Er richtete seinen Blick über das Rollfeld hinaus zur Januarsonne und versuchte sie in sich aufzusaugen. Ein letztes Mal, bevor ihm nun Wochen der Dunkelheit bevorstehen würden! Was für ein Mensch würde er sein, wenn ihm das nächste Mal ein Sonnenstrahl ins Gesicht scheinen würde? Dachten die anderen Leute auch daran? Er blickte zu dem Paar im mittleren Alter, das sich angeregt in einer nordisch klingenden Sprache unterhielt. Dahinter tippte ein junger Mann mit Brille auf seinem Smartphone; seinen riesigen Travel-Rucksack hielt er fest umklammert. Sonderlich betrübt wirkte auf den ersten Blick niemand.

Der Flughafenbus blieb vor einer kleinen Maschine in der Außenposition stehen. Leo erstarrte. Mit diesem Ding sollte er fliegen! Das Flugzeug generell mochte das sicherste Fortbewegungsmittel sein, aber dieses Flugzeug? Das konnte doch unmöglich stabil in der Luft liegen und sich gegen die peitschenden Winde behaupten! Du bist Naturwissenschaftler, versuchte ihn eine Stimme in seinem Kopf zu erinnern. Doch auch wenn sein Gehirn die physikalischen Details hinter dem aerodynamischen Auftrieb kannte, schien sich sein immer schneller rasender Puls nicht dafür zu interessieren.

Beim Einsteigen stauten sich die Reisenden, und Leo ließ seinen Blick über die Zweierreihen des kleinen Flugzeugs gleiten.
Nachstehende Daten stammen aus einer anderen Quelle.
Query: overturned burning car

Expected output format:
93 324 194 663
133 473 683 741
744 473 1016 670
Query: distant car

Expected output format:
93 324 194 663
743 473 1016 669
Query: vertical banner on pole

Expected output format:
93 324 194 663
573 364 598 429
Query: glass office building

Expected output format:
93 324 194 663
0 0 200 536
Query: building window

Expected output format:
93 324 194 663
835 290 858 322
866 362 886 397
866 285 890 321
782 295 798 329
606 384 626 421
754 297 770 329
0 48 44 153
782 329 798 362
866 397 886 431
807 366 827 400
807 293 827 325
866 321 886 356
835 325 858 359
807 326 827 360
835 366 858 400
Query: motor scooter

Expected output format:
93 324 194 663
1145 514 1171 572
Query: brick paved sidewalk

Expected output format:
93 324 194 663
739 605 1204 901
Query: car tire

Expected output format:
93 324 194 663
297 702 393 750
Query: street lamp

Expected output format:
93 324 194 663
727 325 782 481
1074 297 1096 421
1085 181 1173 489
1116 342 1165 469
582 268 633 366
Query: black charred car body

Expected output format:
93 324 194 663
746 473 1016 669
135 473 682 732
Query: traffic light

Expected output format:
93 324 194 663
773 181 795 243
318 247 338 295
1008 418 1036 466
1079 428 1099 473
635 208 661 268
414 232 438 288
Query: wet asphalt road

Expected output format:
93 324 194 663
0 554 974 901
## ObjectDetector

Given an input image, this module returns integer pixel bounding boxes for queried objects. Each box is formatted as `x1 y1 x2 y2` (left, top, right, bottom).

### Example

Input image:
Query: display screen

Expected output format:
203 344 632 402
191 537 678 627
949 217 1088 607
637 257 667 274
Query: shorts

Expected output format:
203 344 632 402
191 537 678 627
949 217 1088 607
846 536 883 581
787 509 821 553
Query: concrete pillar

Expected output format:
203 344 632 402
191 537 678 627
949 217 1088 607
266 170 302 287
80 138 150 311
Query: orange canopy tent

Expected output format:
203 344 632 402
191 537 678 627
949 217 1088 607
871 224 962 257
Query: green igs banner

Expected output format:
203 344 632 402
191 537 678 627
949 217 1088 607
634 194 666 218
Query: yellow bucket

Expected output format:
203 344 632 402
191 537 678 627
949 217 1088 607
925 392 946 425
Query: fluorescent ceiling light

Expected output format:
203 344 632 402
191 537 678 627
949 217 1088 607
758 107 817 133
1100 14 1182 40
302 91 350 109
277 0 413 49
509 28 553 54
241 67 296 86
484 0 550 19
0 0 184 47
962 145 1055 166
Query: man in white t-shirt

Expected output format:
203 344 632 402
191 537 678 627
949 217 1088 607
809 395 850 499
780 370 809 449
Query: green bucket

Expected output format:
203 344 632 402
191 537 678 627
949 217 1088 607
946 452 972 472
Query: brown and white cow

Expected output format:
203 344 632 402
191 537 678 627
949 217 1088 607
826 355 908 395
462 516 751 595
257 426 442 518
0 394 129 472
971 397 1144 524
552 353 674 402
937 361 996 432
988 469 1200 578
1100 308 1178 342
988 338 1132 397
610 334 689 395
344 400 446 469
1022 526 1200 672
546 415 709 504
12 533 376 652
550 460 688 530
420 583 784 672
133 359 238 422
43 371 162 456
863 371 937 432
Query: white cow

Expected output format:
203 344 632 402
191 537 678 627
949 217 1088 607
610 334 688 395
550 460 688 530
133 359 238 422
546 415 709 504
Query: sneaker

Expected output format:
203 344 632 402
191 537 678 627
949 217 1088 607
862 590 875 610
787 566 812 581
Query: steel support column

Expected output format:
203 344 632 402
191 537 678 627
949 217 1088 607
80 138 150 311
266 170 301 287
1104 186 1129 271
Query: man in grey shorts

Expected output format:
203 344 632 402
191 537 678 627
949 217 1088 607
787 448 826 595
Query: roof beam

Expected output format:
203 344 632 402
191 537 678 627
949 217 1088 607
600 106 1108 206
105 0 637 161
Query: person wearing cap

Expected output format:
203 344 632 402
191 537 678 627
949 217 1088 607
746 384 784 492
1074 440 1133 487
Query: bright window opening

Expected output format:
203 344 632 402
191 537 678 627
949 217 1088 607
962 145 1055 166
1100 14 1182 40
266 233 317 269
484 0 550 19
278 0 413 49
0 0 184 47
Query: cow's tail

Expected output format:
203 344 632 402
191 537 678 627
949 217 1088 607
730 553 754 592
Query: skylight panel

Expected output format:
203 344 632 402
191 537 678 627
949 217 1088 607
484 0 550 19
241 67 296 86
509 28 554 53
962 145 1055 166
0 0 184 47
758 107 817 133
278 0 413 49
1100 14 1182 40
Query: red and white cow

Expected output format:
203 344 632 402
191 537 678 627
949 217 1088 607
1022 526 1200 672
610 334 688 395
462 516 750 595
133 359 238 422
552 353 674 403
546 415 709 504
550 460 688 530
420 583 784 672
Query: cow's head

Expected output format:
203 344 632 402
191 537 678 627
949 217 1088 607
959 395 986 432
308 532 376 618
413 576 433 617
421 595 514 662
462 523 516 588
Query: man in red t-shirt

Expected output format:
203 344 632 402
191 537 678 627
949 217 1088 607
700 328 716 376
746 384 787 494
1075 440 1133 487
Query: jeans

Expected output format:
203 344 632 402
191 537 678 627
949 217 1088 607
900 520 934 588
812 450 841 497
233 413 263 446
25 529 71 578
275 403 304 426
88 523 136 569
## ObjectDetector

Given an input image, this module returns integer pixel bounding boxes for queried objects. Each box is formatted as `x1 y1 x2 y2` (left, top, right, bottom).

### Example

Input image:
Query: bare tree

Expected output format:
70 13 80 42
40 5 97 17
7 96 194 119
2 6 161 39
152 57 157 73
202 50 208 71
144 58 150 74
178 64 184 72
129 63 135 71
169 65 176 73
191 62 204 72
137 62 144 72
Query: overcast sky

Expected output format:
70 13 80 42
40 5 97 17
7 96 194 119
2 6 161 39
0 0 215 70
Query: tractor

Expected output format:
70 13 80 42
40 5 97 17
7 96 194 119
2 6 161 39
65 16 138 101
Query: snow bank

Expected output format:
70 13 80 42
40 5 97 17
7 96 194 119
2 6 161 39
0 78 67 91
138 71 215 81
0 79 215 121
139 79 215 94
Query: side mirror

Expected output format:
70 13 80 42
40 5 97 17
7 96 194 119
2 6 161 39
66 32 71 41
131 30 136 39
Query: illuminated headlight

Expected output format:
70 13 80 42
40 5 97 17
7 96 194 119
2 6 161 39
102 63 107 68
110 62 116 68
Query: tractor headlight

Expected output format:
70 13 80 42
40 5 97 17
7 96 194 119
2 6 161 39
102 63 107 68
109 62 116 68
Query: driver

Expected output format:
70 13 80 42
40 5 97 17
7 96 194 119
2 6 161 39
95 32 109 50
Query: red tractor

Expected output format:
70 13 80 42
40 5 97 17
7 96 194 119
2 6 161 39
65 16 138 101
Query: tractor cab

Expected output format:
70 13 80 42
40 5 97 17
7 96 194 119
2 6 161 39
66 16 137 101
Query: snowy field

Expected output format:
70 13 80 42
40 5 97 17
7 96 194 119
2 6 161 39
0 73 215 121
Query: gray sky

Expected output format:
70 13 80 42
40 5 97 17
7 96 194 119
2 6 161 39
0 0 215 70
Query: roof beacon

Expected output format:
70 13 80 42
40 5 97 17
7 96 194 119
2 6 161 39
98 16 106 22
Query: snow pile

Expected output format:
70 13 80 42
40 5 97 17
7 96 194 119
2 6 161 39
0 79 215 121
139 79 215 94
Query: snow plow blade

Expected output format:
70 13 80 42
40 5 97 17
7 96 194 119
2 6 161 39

Wo war sein Platz? Würde er zumindest so viel Glück haben, dass der Sitz neben ihm frei blieb? Oder musste er jetzt drei Stunden eingepfercht mit seinen Ängsten und ohne jede Privatsphäre verbringen?

Endlich hatte er seine Reihe erspäht. Dort hinten! Der Gangplatz war seiner. Doch der Fensterplatz war leider nicht frei, sondern von einer jungen Frau belegt. Sie hatte sich zur Seite gedreht und die Kapuze ihres dunkelroten Hoodies ins Gesicht gezogen. Nur ein paar hellbraune, lockige Haarspitzen schauten daraus hervor.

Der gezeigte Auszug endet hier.